私たちの日常が、いかに脆く繊細な前提で成立しているのか?

 コアなファンのなかには、こんな人もいる。毎年の単独ライブにくわえて、森田哲矢のトークライブにも足を運ぶというファンのBさん(30代)は、私立大学で社会学講義を受け持つ研究者だ。

「面白いコント師の方は他にもたくさんいますが、『さらば』の設定には学ぶところがとても多いです。大学の講義でライブDVD映像を学生に見せたこともあります。社会学には、エスノメソドロジーという分野があります。これは簡単に言うと、人々の会話の分析を通じて、日常世界における社会秩序がどのようなメカニズムで維持されているのかを問うもの。その分野の有名な実験に『違背実験』(breaching experiment)というものがある。

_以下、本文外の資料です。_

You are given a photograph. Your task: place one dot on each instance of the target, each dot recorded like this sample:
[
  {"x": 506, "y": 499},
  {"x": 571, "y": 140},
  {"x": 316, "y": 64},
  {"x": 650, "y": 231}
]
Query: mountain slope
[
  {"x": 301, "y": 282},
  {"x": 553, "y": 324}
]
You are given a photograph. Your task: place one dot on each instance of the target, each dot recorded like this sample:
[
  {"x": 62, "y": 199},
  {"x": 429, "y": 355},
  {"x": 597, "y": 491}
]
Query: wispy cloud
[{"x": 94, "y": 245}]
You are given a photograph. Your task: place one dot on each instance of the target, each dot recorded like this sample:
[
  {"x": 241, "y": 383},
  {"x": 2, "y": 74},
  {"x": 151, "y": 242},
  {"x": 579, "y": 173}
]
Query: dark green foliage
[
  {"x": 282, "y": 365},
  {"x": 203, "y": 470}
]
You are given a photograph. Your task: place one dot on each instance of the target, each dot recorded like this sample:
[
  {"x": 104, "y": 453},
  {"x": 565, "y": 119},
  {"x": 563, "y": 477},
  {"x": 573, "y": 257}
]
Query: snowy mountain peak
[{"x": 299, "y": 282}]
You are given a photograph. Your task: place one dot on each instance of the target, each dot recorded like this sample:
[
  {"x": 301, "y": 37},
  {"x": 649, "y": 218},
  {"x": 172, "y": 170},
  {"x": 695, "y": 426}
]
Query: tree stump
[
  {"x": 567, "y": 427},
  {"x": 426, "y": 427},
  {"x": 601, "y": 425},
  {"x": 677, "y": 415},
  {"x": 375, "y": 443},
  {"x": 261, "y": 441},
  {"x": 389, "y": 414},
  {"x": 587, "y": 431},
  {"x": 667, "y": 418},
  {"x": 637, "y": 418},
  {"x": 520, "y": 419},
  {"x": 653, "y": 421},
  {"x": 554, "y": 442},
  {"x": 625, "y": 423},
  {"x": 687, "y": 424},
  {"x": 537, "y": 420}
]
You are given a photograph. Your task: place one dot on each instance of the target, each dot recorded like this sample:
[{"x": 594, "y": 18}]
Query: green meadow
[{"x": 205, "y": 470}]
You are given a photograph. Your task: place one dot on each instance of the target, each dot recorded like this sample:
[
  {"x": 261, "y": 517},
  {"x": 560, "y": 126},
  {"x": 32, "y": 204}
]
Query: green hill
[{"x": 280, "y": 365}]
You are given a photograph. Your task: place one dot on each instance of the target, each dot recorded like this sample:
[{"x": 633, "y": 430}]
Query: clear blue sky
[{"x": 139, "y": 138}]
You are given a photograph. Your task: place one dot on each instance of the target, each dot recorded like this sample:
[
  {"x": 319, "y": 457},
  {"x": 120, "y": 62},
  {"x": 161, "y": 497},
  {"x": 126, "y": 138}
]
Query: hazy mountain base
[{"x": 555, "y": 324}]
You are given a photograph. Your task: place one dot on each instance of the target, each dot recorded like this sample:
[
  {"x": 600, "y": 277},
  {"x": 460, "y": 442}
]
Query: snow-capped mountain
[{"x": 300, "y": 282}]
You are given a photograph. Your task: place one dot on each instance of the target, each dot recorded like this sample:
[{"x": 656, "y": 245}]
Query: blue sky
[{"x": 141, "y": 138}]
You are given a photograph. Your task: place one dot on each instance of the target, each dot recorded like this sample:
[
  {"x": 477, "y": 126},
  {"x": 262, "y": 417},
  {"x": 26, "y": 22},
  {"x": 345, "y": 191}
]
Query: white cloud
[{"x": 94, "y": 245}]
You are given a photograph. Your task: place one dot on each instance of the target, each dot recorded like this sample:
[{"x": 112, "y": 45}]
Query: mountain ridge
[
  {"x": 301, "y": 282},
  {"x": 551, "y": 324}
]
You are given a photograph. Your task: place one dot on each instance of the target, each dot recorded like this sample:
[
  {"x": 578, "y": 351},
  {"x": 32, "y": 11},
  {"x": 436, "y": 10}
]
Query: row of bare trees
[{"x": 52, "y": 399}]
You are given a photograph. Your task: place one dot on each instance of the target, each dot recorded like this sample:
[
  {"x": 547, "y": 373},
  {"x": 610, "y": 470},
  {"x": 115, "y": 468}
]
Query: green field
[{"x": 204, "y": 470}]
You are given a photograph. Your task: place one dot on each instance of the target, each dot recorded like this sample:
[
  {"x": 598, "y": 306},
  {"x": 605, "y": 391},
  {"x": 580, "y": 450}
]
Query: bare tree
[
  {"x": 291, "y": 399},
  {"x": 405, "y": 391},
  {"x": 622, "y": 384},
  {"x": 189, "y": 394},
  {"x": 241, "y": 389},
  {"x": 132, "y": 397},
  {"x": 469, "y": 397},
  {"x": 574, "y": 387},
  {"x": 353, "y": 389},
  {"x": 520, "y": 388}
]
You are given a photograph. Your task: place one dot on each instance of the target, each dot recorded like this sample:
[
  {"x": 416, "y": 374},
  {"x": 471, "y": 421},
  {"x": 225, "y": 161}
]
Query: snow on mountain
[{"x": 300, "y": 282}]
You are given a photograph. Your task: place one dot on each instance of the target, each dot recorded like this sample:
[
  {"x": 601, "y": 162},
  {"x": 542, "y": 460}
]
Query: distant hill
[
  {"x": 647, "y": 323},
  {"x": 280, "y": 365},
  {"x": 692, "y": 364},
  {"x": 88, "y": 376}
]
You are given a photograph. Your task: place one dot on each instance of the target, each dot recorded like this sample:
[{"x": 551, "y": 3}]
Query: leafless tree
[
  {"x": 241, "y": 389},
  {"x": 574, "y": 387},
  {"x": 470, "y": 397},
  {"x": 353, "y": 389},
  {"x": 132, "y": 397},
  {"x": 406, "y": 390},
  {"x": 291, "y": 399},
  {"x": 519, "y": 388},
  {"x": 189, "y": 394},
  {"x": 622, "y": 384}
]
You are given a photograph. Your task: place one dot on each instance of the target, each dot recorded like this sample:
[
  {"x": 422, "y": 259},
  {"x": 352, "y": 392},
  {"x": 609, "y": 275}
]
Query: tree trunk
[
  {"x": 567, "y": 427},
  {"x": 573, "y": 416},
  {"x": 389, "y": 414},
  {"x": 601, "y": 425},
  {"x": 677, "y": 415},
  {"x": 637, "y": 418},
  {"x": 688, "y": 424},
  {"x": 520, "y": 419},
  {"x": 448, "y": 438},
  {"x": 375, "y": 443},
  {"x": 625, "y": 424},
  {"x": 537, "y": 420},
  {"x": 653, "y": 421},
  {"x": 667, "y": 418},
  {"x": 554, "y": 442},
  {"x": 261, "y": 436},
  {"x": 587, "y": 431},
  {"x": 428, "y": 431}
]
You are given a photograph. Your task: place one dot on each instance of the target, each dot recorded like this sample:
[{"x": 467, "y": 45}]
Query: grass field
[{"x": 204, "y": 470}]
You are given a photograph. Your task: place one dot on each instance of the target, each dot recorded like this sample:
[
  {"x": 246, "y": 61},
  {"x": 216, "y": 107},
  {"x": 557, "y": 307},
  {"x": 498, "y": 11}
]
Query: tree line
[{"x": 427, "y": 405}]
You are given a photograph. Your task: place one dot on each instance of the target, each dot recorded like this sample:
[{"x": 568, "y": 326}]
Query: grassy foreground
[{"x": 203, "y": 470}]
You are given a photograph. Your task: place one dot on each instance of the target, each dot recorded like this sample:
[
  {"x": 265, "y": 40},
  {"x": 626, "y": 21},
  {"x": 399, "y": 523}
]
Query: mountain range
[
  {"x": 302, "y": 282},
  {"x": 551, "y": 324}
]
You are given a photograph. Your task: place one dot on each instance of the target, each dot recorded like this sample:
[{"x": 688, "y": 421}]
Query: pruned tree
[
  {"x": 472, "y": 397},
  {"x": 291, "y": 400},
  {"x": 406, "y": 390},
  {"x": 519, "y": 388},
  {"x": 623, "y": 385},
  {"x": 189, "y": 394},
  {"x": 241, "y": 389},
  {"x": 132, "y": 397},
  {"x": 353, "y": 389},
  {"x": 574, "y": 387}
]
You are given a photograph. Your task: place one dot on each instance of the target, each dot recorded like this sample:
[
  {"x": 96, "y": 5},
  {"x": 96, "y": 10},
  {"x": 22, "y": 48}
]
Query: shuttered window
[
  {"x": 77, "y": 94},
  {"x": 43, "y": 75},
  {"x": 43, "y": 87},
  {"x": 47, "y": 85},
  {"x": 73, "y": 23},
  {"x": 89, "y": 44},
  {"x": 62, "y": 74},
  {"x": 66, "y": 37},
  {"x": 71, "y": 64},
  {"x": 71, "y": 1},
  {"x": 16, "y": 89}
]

 調査者が被験者との会話のなかで、少し“トンチンカン”な質問や、返答を繰り返していきます。すると相手は違和感を覚えはじめ、徐々に会話が成立しなくなってくる。その流れのなかで、私たちの日常の共通前提や知識の文脈をあぶり出すという実験です。さらばさんのコントは、この『違背実験』的要素がとても強いと感じます。

 ネタが進んでいくなかで、『私たちの日常が、いかに脆く繊細な前提で成立しているのか?』『それが崩されたとき、どのような驚きがあるのか?』を教えてくれる。そういった『あり得たかもしれない、現実と紙一重のパラレルワールド』を見せてくれる知的な興奮に満ちているのが魅力です。

 ネタ作りをしている森田さんには、いったいこの社会がどのように見えているのか。その鋭い知性には脱帽するばかりです。シモネタも多いのに、単独ライブ後は毎回、高級な舞台を鑑賞したような気分になります」(Bさん)

 主にネタを作成している森田哲矢は、自ら「ゴシップ好き」を名乗りトークライブで芸能ゴシップを披露したり、“ゲスコラム”でその文才を発揮するなどさまざまな顔を見せる。一方、東ブクロはSNSのDMで知り合ったファンを「お持ち帰り」し、その女性にネットで一部始終を暴露されるも、ひょうひょうとした態度を貫く強心臓でチャーミングな一面も人気だ。

 2021年には今年コロナ禍で延期となった単独ライブの開催が決定している。“非よしもと芸人”ながらお笑いファンの間で高い評価を得る彼らの活躍から、今後も目が離せない。